Posted on: 13th Dec, 2008 12:38 am
I currently recieved a new job in a different state. I purchased a second home in that state and my family has moved there. My old home in the area I used to live has dropped in value to a point that I owe more than it is currently worth. I have one primary loan and a line of credit drawn on the old home. I am not behind on any payments at this time, but lets just say budgets are tight. The house has been on the market for about 120 days.

My current plan is to contact a real estate lawyer, but this will add cost right now that I really can not afford if it does not help in the end.

Would I be better off calling the companies that the house is morgaged under first and seeing if they can let me short sell the home? If so how do I do this with two banks involved?

Would it be quicker to just go straight to a deed in lieu of foreclosure?

Can I do this without actually being behind on payments?
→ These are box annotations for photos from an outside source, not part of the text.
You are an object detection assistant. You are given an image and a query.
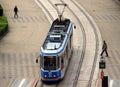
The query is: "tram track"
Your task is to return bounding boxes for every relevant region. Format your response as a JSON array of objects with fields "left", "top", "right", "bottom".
[
  {"left": 71, "top": 0, "right": 99, "bottom": 87},
  {"left": 36, "top": 0, "right": 99, "bottom": 87}
]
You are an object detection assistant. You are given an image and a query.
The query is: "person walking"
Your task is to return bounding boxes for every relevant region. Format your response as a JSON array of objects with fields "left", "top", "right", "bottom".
[
  {"left": 14, "top": 6, "right": 18, "bottom": 18},
  {"left": 100, "top": 40, "right": 108, "bottom": 57}
]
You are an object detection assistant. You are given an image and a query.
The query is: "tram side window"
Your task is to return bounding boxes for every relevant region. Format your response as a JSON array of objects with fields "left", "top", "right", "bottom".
[
  {"left": 61, "top": 56, "right": 64, "bottom": 68},
  {"left": 56, "top": 57, "right": 60, "bottom": 69},
  {"left": 40, "top": 56, "right": 44, "bottom": 67},
  {"left": 44, "top": 56, "right": 56, "bottom": 70}
]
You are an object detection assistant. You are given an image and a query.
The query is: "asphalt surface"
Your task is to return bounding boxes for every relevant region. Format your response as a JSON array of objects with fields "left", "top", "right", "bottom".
[
  {"left": 0, "top": 0, "right": 120, "bottom": 87},
  {"left": 77, "top": 0, "right": 120, "bottom": 87}
]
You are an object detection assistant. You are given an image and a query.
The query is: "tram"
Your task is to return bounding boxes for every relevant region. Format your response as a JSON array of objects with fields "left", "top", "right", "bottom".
[{"left": 35, "top": 3, "right": 74, "bottom": 82}]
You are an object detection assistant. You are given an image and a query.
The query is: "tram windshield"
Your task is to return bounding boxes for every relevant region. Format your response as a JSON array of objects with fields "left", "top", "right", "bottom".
[{"left": 44, "top": 56, "right": 58, "bottom": 70}]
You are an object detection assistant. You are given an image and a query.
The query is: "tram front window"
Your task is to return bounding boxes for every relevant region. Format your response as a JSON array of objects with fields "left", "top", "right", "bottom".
[{"left": 44, "top": 56, "right": 56, "bottom": 70}]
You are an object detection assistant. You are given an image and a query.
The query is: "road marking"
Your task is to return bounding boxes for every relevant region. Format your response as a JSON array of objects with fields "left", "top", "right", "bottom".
[
  {"left": 110, "top": 80, "right": 113, "bottom": 87},
  {"left": 18, "top": 79, "right": 25, "bottom": 87}
]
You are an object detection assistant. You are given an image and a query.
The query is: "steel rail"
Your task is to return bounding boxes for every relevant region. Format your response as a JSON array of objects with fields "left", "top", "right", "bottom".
[
  {"left": 71, "top": 0, "right": 99, "bottom": 87},
  {"left": 61, "top": 0, "right": 86, "bottom": 87},
  {"left": 48, "top": 0, "right": 86, "bottom": 87}
]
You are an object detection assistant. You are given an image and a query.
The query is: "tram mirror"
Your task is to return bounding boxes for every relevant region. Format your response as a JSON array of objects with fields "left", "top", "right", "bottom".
[
  {"left": 36, "top": 59, "right": 38, "bottom": 63},
  {"left": 74, "top": 26, "right": 76, "bottom": 29}
]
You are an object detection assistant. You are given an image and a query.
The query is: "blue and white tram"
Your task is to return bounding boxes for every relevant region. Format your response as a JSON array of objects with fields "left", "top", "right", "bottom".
[{"left": 40, "top": 19, "right": 73, "bottom": 82}]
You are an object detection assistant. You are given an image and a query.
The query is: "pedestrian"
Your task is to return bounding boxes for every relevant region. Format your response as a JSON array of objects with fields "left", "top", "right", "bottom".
[
  {"left": 14, "top": 6, "right": 18, "bottom": 18},
  {"left": 100, "top": 40, "right": 108, "bottom": 57}
]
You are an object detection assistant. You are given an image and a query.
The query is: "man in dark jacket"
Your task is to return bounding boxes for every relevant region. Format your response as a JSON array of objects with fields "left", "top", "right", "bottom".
[
  {"left": 14, "top": 6, "right": 18, "bottom": 18},
  {"left": 101, "top": 40, "right": 108, "bottom": 57}
]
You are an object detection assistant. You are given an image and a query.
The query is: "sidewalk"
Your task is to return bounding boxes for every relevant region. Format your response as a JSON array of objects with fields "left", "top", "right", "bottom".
[{"left": 0, "top": 0, "right": 50, "bottom": 87}]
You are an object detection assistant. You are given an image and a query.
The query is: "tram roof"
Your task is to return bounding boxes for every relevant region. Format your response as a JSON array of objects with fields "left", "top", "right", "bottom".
[{"left": 40, "top": 19, "right": 72, "bottom": 55}]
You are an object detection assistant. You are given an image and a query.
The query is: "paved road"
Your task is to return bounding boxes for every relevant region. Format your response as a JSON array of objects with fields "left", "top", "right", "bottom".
[
  {"left": 0, "top": 0, "right": 50, "bottom": 87},
  {"left": 77, "top": 0, "right": 120, "bottom": 87}
]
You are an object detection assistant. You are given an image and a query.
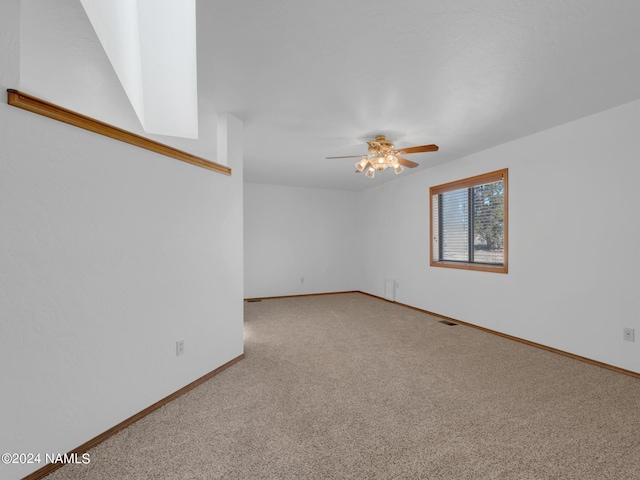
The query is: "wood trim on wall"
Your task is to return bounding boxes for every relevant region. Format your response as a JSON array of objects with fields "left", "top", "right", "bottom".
[
  {"left": 359, "top": 292, "right": 640, "bottom": 379},
  {"left": 22, "top": 353, "right": 244, "bottom": 480},
  {"left": 7, "top": 88, "right": 231, "bottom": 175}
]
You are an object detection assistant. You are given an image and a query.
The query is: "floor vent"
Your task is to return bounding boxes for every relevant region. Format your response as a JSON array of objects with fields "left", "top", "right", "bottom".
[{"left": 438, "top": 320, "right": 457, "bottom": 327}]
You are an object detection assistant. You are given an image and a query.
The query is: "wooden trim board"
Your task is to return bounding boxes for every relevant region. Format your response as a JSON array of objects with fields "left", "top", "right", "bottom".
[
  {"left": 7, "top": 88, "right": 231, "bottom": 175},
  {"left": 245, "top": 290, "right": 640, "bottom": 379},
  {"left": 22, "top": 353, "right": 244, "bottom": 480},
  {"left": 359, "top": 292, "right": 640, "bottom": 378}
]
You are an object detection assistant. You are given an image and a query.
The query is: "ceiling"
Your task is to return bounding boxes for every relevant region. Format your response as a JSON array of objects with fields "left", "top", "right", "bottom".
[{"left": 197, "top": 0, "right": 640, "bottom": 189}]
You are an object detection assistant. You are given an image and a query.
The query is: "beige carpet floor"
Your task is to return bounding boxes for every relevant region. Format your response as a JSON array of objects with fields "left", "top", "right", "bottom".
[{"left": 47, "top": 293, "right": 640, "bottom": 480}]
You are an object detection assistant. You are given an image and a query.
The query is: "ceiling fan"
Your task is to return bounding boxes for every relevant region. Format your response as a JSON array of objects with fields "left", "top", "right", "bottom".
[{"left": 327, "top": 135, "right": 438, "bottom": 178}]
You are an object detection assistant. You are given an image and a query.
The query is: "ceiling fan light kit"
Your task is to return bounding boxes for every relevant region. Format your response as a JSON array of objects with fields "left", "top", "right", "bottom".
[{"left": 327, "top": 135, "right": 438, "bottom": 178}]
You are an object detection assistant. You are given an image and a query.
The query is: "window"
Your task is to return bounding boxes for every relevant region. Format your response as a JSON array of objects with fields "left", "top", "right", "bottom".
[{"left": 430, "top": 168, "right": 508, "bottom": 273}]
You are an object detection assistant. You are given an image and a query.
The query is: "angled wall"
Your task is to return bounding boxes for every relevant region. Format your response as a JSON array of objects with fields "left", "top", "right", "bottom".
[
  {"left": 0, "top": 0, "right": 243, "bottom": 478},
  {"left": 359, "top": 101, "right": 640, "bottom": 372}
]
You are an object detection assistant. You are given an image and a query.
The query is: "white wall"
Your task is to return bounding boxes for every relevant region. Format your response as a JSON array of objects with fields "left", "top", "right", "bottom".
[
  {"left": 244, "top": 183, "right": 361, "bottom": 298},
  {"left": 0, "top": 0, "right": 243, "bottom": 478},
  {"left": 359, "top": 101, "right": 640, "bottom": 372},
  {"left": 20, "top": 0, "right": 215, "bottom": 159}
]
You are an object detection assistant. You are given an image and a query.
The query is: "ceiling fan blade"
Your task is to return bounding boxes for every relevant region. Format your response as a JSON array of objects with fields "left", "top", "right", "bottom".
[
  {"left": 397, "top": 144, "right": 439, "bottom": 154},
  {"left": 396, "top": 157, "right": 418, "bottom": 168}
]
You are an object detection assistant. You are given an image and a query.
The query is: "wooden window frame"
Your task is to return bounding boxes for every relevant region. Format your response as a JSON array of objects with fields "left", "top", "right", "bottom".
[{"left": 429, "top": 168, "right": 509, "bottom": 273}]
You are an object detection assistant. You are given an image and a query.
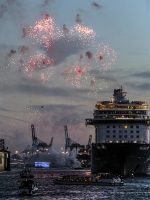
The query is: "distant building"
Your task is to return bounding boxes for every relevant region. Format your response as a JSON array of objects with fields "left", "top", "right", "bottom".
[{"left": 0, "top": 139, "right": 10, "bottom": 171}]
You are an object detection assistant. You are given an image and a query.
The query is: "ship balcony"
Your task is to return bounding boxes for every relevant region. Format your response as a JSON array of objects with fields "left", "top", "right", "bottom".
[{"left": 85, "top": 118, "right": 150, "bottom": 126}]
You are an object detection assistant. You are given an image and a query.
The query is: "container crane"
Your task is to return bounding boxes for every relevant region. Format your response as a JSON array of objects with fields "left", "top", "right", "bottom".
[{"left": 31, "top": 124, "right": 53, "bottom": 152}]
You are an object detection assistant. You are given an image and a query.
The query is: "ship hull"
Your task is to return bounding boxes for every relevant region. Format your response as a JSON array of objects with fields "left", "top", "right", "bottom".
[{"left": 91, "top": 143, "right": 150, "bottom": 175}]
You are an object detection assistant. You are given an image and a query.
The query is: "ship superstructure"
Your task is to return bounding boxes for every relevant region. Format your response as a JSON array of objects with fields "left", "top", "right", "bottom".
[{"left": 86, "top": 87, "right": 150, "bottom": 174}]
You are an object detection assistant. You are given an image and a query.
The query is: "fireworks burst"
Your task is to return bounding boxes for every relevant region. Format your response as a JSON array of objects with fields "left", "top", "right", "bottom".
[
  {"left": 70, "top": 24, "right": 96, "bottom": 46},
  {"left": 62, "top": 61, "right": 91, "bottom": 88},
  {"left": 25, "top": 53, "right": 54, "bottom": 82},
  {"left": 87, "top": 76, "right": 107, "bottom": 96},
  {"left": 29, "top": 14, "right": 62, "bottom": 48},
  {"left": 95, "top": 44, "right": 117, "bottom": 71},
  {"left": 5, "top": 50, "right": 27, "bottom": 71}
]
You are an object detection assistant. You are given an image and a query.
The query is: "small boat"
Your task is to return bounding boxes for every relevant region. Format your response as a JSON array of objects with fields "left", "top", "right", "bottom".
[
  {"left": 19, "top": 180, "right": 38, "bottom": 195},
  {"left": 20, "top": 169, "right": 34, "bottom": 178},
  {"left": 53, "top": 175, "right": 124, "bottom": 186}
]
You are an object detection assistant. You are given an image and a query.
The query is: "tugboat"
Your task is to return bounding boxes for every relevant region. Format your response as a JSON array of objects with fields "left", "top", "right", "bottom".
[
  {"left": 19, "top": 180, "right": 38, "bottom": 195},
  {"left": 54, "top": 174, "right": 124, "bottom": 186},
  {"left": 20, "top": 169, "right": 34, "bottom": 178}
]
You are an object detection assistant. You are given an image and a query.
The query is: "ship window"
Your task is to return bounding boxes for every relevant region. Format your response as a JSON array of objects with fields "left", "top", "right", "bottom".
[{"left": 130, "top": 131, "right": 133, "bottom": 133}]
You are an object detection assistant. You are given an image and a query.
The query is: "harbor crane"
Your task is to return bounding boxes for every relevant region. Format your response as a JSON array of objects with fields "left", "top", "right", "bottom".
[
  {"left": 64, "top": 125, "right": 84, "bottom": 153},
  {"left": 31, "top": 124, "right": 53, "bottom": 152}
]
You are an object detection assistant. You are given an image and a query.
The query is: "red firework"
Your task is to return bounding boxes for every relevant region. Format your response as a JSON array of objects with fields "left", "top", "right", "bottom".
[
  {"left": 95, "top": 44, "right": 117, "bottom": 71},
  {"left": 62, "top": 61, "right": 91, "bottom": 88},
  {"left": 85, "top": 51, "right": 93, "bottom": 59},
  {"left": 63, "top": 24, "right": 69, "bottom": 32},
  {"left": 29, "top": 14, "right": 60, "bottom": 48},
  {"left": 22, "top": 28, "right": 27, "bottom": 38},
  {"left": 25, "top": 53, "right": 54, "bottom": 82},
  {"left": 76, "top": 14, "right": 81, "bottom": 23}
]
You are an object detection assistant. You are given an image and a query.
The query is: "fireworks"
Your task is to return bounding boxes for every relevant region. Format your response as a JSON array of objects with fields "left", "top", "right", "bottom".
[
  {"left": 29, "top": 14, "right": 61, "bottom": 48},
  {"left": 87, "top": 76, "right": 107, "bottom": 96},
  {"left": 25, "top": 53, "right": 54, "bottom": 82},
  {"left": 62, "top": 61, "right": 91, "bottom": 88},
  {"left": 95, "top": 44, "right": 117, "bottom": 71},
  {"left": 22, "top": 28, "right": 27, "bottom": 38},
  {"left": 70, "top": 24, "right": 96, "bottom": 46},
  {"left": 76, "top": 14, "right": 81, "bottom": 23},
  {"left": 85, "top": 51, "right": 93, "bottom": 59}
]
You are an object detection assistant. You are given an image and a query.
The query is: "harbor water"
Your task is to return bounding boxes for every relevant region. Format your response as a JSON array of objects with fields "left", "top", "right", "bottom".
[{"left": 0, "top": 169, "right": 150, "bottom": 200}]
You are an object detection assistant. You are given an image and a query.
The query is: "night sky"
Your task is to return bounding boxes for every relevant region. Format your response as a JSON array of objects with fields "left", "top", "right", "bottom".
[{"left": 0, "top": 0, "right": 150, "bottom": 152}]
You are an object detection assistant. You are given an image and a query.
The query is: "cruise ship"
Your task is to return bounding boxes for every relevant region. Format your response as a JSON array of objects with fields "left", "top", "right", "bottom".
[{"left": 85, "top": 86, "right": 150, "bottom": 175}]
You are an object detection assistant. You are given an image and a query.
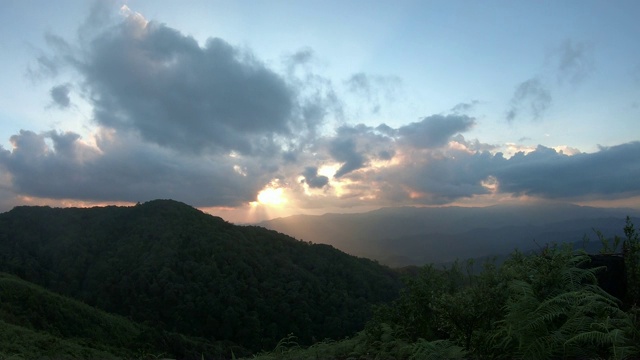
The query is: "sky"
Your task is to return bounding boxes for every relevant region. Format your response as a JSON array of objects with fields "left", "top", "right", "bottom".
[{"left": 0, "top": 0, "right": 640, "bottom": 223}]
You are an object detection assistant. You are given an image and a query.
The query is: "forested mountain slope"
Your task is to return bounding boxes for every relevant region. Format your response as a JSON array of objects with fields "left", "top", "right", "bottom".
[
  {"left": 260, "top": 203, "right": 640, "bottom": 267},
  {"left": 0, "top": 273, "right": 220, "bottom": 359},
  {"left": 0, "top": 200, "right": 400, "bottom": 350}
]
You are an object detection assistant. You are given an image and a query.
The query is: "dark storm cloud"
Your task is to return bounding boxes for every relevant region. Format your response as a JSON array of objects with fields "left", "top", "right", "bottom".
[
  {"left": 494, "top": 142, "right": 640, "bottom": 198},
  {"left": 49, "top": 84, "right": 71, "bottom": 109},
  {"left": 378, "top": 142, "right": 640, "bottom": 204},
  {"left": 302, "top": 166, "right": 329, "bottom": 189},
  {"left": 82, "top": 21, "right": 293, "bottom": 154},
  {"left": 38, "top": 12, "right": 312, "bottom": 154},
  {"left": 0, "top": 131, "right": 271, "bottom": 206},
  {"left": 398, "top": 115, "right": 475, "bottom": 149},
  {"left": 507, "top": 77, "right": 552, "bottom": 121},
  {"left": 318, "top": 124, "right": 395, "bottom": 178},
  {"left": 451, "top": 100, "right": 480, "bottom": 114}
]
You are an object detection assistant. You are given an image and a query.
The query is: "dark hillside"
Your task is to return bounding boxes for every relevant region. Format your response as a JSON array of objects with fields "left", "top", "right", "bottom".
[
  {"left": 0, "top": 200, "right": 399, "bottom": 350},
  {"left": 0, "top": 273, "right": 224, "bottom": 359}
]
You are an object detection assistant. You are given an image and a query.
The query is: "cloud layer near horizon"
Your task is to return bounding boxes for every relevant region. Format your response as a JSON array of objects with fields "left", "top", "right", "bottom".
[{"left": 0, "top": 4, "right": 640, "bottom": 212}]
Can they attach leans to my new house if they don't get full repayment?

Thank you in advance!

David
Posted on: 15th Dec, 2008 07:30 am
I own a 2nd home in Saint Petersburg, Fl. I bought it in August of 2006 for $218k with a 80/10/10 loan with Wells Fargo (both first and 2nd mortgage are with Wells Fargo). The condo is now worth $70k at the most. My income has dropped and I have a baby on the way. I have $25k in one IRA, $65k in another IRA rollover, $20k in a 401k, and about $20k in CDs and cash. I can no longer afford the payments and I believe a died in lieu will be my best option. I am still current on my payments, but I have literally been paying the mortgage with my savings account. So eventually I will not be able to make the payments at all. Furthermore, I am having trouble even finding a Real Estate agent that is willing to list it. Do you think Wells Fargo would even consider doing a Died in Lieu? What should I do? Any advice would be appreciated. My wife and I are about to have our first baby, but I feel like we cannot even enjoy the experience because this is looming over our heads. :cry:
Posted on: 15th Dec, 2008 07:51 pm
Hi Timmy,

You should immediately contact Wells Fargo and tell them about your hardship. You will have to write a hardship letter to the lender and apply for a deed in lieu. But it is totally their discretion whether they will accept it or not.

Thanks,

Jerry
Posted on: 16th Dec, 2008 12:34 am
I HAVE CONSTRUCTION LOAN INEREST ONLY LOAN. THE HOUSE IS NEW BUT NOT SELLING. I NEED TO GET OUT NOW AND CUT MY LOSS'S. DO YOU THINK THIS IS THE BEST WAY OUT? PS THE HOUSE HAS BEEN 4 SALE FOR 18 MONTHS AND I CAN NOT AFORD TO DO THIS ANYMORE.
Posted on: 16th Dec, 2008 06:33 pm
Hi ROLF

As far as I know, you will be able to go for a deed in lieu with your construction loan. But it will be the lender's discretion whether he will accept it or not. You should immediately contact your lender and speak to him about your hardship. But you should note that a deed in lieu foreclosure will affect your credit and lower your credit score by around 250 points.

Thanks.
Posted on: 17th Dec, 2008 01:18 am
I have a mobile home i cant afford, I own a house but need to try to do deed in lieu of foreclosure. I am not late on payments the mobile home was damaged by hurricane ike and I do have a 26,000.00 check made payable to me and mortgage co. how do I start process and can Ins check maybe help me bargain with them? Payoff is 55,000.00 Bought this mobile home new in 1997 and it was fixed rate but simple loan which accrues interest daily.. it will never be paid off any suggestions.... terri
Posted on: 18th Dec, 2008 08:38 am
Hi Terri,

If you can afford to lose the mobile home that you have, then you can apply for a deed in lieu foreclosure. But as you have mentioned that you are current on your payments, I don't think the lender will agree for a deed in lieu. Normally lenders agree on a deed in lieu foreclosure when the borrower has defaulted the payments.

Thanks,

Jerry
Posted on: 19th Dec, 2008 01:00 am
what happens if you have other property when you do the deed in lieu of foreclosure? Does the lender have the right to come after the other property?
Posted on: 23rd Dec, 2008 07:03 am
Hi nathalietamas,

In a deed in lieu foreclosure, the lender forgives the deficient amount. In that case, the lenders will not come after your other properties. But you will have to pay taxes on the forgiven amount as it will be considered your income.